Lenovo is concerned that Microsoft is moving on from previous Windows builds too soon, citing customers who are still asking for support for Windows 7 with Skylake-based hardware.
Microsoft has confirmed that it will end support for Windows 7 and Windows 8.1 with Skylake hardware after July 17, 2017.
It is a lower support cycle than what is normal for major Windows builds, but Microsoft is pushing to double down on Windows 10 and create a vast ecosystem through its core software.
Lenovo’s Adrienne Mueller, North America ThinkPad sales enablement and product manager at Lenovo, said the company’s customers are still running those older builds and are worried about losing support.
The executive said in a conference call that some customers even think the industry weight of Lenovo and Skylake chip manufacturer Intel could push Microsoft into extending support for Win 7 and Win 8.1.
This is really important because traditionally, Microsoft has supported their product for many years, and this is kind of a shorter window for customers, especially because a lot of our customers are still using Windows 7. They haven’t even thought about transition to Windows 10.

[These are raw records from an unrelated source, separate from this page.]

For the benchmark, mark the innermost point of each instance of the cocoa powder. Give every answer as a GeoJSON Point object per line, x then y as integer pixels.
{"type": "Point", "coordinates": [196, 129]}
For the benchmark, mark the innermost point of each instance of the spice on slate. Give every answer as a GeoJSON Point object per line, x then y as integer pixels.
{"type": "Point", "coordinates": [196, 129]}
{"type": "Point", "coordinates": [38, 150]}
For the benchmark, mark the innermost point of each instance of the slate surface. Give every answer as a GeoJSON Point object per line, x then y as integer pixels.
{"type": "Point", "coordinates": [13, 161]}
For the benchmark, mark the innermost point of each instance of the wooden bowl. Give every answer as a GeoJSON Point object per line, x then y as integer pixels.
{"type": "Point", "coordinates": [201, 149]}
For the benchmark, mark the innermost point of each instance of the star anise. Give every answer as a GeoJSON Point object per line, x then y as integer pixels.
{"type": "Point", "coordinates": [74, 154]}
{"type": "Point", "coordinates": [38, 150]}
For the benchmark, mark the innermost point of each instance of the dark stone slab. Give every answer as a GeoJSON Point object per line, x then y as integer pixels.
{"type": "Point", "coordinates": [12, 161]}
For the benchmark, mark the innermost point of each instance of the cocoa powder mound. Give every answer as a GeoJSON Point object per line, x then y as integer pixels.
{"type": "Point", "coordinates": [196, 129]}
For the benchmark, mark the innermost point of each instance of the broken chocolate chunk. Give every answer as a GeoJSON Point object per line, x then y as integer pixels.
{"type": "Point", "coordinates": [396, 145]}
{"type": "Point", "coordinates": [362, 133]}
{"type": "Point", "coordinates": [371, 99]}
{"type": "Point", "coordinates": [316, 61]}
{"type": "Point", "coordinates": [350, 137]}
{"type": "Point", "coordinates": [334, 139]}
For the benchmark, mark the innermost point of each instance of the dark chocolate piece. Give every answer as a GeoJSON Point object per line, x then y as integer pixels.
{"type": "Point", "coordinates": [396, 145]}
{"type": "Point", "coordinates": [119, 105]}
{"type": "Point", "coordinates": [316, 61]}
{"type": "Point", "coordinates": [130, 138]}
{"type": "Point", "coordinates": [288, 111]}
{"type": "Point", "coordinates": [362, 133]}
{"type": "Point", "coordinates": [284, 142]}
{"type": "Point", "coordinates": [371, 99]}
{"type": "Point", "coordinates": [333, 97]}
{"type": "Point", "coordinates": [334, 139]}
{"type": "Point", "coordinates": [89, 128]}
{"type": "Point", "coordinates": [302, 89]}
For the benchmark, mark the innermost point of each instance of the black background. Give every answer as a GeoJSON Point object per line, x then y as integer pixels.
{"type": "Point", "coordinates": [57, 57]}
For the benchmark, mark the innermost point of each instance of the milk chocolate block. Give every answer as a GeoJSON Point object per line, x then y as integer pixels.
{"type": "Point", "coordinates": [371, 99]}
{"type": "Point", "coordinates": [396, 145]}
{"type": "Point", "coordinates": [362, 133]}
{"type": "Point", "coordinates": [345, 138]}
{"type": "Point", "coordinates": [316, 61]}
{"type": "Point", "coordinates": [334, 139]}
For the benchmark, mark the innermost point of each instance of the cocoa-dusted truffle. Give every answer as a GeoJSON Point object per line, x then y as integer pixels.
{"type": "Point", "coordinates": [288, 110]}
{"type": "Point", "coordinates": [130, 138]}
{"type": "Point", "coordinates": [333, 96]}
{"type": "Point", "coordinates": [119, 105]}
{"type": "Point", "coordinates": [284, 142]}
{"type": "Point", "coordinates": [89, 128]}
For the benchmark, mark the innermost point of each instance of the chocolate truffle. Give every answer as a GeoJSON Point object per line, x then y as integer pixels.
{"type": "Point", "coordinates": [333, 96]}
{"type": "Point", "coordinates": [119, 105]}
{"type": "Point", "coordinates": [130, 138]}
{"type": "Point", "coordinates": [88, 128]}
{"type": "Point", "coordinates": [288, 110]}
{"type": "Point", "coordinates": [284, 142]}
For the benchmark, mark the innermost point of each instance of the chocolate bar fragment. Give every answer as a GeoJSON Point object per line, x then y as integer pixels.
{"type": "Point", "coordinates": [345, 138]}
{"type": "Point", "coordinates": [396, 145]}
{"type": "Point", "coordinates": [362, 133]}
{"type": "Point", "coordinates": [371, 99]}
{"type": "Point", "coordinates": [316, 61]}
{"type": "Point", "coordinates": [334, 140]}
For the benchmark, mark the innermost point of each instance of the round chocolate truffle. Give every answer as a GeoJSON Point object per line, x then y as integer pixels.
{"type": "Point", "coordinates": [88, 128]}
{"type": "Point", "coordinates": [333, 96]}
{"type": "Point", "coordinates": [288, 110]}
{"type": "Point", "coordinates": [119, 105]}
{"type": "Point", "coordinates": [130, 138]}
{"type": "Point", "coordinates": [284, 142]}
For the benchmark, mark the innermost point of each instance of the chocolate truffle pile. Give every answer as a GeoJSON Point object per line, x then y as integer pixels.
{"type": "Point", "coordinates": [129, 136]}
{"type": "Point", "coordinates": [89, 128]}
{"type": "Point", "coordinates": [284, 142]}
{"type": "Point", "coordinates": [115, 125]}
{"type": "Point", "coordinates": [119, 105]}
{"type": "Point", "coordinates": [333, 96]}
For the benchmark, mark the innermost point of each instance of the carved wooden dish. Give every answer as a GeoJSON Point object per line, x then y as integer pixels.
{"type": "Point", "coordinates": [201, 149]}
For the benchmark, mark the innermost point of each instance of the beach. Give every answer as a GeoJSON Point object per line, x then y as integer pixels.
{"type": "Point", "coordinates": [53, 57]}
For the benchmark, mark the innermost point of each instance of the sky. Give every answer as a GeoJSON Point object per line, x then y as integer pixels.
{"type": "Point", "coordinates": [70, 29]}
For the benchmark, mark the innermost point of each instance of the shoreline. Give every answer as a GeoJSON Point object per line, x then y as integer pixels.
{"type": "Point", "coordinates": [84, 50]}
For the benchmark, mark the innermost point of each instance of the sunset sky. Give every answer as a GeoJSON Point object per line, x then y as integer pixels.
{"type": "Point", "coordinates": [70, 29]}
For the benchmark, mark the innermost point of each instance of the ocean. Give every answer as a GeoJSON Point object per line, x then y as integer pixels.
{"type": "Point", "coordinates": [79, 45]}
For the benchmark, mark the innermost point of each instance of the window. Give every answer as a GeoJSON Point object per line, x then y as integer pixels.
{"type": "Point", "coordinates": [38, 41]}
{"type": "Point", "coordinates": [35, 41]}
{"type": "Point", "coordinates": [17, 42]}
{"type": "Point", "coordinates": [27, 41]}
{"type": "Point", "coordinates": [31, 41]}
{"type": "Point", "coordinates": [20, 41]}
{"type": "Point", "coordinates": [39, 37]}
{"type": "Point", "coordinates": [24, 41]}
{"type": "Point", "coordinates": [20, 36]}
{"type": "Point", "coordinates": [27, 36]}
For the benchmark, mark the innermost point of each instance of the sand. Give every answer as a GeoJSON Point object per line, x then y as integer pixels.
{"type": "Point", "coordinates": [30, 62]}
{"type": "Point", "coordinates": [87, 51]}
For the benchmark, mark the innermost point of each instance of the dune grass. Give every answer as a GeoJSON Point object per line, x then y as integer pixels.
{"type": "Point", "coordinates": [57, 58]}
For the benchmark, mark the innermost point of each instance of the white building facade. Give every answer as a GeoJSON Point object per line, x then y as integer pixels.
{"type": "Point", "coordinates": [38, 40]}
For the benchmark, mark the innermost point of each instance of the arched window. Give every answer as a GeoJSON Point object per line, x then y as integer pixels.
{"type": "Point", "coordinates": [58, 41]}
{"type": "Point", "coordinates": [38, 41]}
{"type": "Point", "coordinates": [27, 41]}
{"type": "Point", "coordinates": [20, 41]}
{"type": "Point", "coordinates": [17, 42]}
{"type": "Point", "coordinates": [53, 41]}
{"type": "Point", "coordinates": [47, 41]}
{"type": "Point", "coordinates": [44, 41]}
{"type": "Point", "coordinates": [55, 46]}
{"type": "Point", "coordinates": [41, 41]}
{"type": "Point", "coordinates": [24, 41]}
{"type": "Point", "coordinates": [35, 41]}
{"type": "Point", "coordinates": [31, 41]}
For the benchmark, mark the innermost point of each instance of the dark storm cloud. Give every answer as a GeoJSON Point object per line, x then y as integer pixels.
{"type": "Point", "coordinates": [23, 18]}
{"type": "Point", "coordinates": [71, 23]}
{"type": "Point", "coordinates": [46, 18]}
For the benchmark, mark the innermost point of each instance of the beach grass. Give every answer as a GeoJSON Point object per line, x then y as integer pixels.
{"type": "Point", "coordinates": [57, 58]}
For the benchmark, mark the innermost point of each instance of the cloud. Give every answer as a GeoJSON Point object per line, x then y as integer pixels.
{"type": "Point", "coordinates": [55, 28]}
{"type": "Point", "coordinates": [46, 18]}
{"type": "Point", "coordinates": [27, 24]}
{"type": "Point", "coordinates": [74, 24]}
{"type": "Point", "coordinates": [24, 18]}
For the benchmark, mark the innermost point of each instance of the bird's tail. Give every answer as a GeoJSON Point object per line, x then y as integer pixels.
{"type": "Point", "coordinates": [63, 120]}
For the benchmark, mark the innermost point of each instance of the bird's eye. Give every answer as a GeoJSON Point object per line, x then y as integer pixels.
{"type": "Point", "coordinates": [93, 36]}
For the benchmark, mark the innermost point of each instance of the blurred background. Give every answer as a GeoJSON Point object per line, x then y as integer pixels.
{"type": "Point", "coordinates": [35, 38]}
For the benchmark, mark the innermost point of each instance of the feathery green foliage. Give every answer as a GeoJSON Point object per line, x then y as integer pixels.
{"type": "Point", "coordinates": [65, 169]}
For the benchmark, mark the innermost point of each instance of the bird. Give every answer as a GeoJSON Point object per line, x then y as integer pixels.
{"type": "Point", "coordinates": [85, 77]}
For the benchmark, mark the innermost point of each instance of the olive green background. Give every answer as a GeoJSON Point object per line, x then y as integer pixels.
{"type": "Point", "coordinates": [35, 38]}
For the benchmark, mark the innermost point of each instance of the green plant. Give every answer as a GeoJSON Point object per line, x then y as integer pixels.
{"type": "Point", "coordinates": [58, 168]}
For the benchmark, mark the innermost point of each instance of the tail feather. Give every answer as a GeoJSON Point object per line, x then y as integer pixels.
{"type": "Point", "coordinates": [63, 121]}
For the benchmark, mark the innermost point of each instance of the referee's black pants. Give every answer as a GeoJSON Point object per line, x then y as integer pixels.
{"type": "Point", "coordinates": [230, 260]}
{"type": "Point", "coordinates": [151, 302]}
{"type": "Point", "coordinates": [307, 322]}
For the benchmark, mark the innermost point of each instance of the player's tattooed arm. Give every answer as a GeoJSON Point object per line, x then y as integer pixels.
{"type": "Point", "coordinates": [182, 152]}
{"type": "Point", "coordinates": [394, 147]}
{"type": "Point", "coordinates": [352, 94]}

The thought here is that Microsoft is really just pushing customers to move to Windows 10 … A lot of reactions from our customers…is can we influence Microsoft and tell them they’re not ready to transition and try to get them to prolong support on that? We’ve tried, and Microsoft’s not really willing to do that.
Microsoft is not dropping support for Windows 7 and Windows 8.1 entirely in 2017, with machines running Broadwell and Haswell hardware remaining under the company’s win until January, 2020. Customers are still purchasing Windows 7 and Windows 8.1 products, but even those machine with Haswell and Broadwell are now running low on supplies.
It leaves customers with limited choices for buying a PC if they cannot get a Windows 10 machine for some reason. Consumers in the market for a Win 7 or Win 8.1 PC must choose between a Skylake machine that will only be supported for another year, or choose between a limited number of machines running Haswell or Broadwell silicon.
Lenovo is the largest PC manufacturer in the world, so the company does have plenty of sway in the market, while it also sells machines from all areas of the market. Mueller says the company sells PCs to customers who “absolutely cannot move to Windows 10” and says those will need to be supported beyond 2017.